Meanwhile, under Pandiarajan, a police team assembles to find the missing couples. Will Adithya get caught for his wrong doings? Those who are held captive is killed by whom? The rest of the story answers these questions.
Debut actor Rafee has two heroines in this flick. Being a serious character, he mouths a couple of strong dialogues. He also have duets with both the heroines. But he struggles with his acting. After playing a homely role in Karuppusamy Kuththagaithaarar, Meenakshi plays a glamourous role in this flick. Though it's a shocking makeover it's hard to digest her acting. Meera Nandan comes in a flashback sequence without much scope and her acting too is only fairly decent.
As a psycho villain, Adithya fails to make an impression because of his careless acting. It's apparent that the director hasn't gotten the best from the villain. Along with his team, veteran actor Pandiarajan's comedy track doesn't provide a comical break required for a thriller.

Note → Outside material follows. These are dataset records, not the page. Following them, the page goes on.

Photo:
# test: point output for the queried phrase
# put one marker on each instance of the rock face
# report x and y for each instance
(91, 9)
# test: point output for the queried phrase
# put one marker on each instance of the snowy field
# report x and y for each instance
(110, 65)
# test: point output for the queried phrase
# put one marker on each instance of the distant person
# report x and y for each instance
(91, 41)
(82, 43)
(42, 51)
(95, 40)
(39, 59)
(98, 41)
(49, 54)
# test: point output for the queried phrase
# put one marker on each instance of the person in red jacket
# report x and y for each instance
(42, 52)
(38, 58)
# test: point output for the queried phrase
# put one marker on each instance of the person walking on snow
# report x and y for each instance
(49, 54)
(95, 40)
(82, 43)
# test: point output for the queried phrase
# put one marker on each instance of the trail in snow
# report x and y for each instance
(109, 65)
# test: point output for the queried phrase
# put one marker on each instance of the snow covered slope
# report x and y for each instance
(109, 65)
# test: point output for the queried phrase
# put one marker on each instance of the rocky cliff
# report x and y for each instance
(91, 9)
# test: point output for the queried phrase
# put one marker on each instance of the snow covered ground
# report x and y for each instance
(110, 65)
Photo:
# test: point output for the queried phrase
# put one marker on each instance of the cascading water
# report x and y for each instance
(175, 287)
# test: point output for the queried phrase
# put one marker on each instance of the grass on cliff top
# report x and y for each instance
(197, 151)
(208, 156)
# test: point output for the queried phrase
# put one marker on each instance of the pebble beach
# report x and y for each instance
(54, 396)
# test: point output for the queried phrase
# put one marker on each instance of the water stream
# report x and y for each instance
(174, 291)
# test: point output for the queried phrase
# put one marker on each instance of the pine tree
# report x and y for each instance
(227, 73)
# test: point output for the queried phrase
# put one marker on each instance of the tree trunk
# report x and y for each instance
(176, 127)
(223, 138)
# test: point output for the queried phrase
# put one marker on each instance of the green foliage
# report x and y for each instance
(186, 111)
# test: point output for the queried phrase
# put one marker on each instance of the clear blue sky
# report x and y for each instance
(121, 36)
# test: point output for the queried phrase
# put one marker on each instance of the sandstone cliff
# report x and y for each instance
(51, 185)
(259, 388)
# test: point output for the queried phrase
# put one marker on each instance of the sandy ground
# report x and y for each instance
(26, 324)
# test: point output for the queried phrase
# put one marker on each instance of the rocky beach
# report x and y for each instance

Murali Krishna, who was behind love films such as Parvai Ondre Pothume and Pesatha Kannum Pesuma has directed this film too. With twist after twist, the director has scripted a film that's well suited for the current generation. But the director has failed in directing, casting and sqeezing the work from them. Jagadeesh Viswam could've been better, so is Murali Krishna's music.
Overall, Nermugam could've been straighter.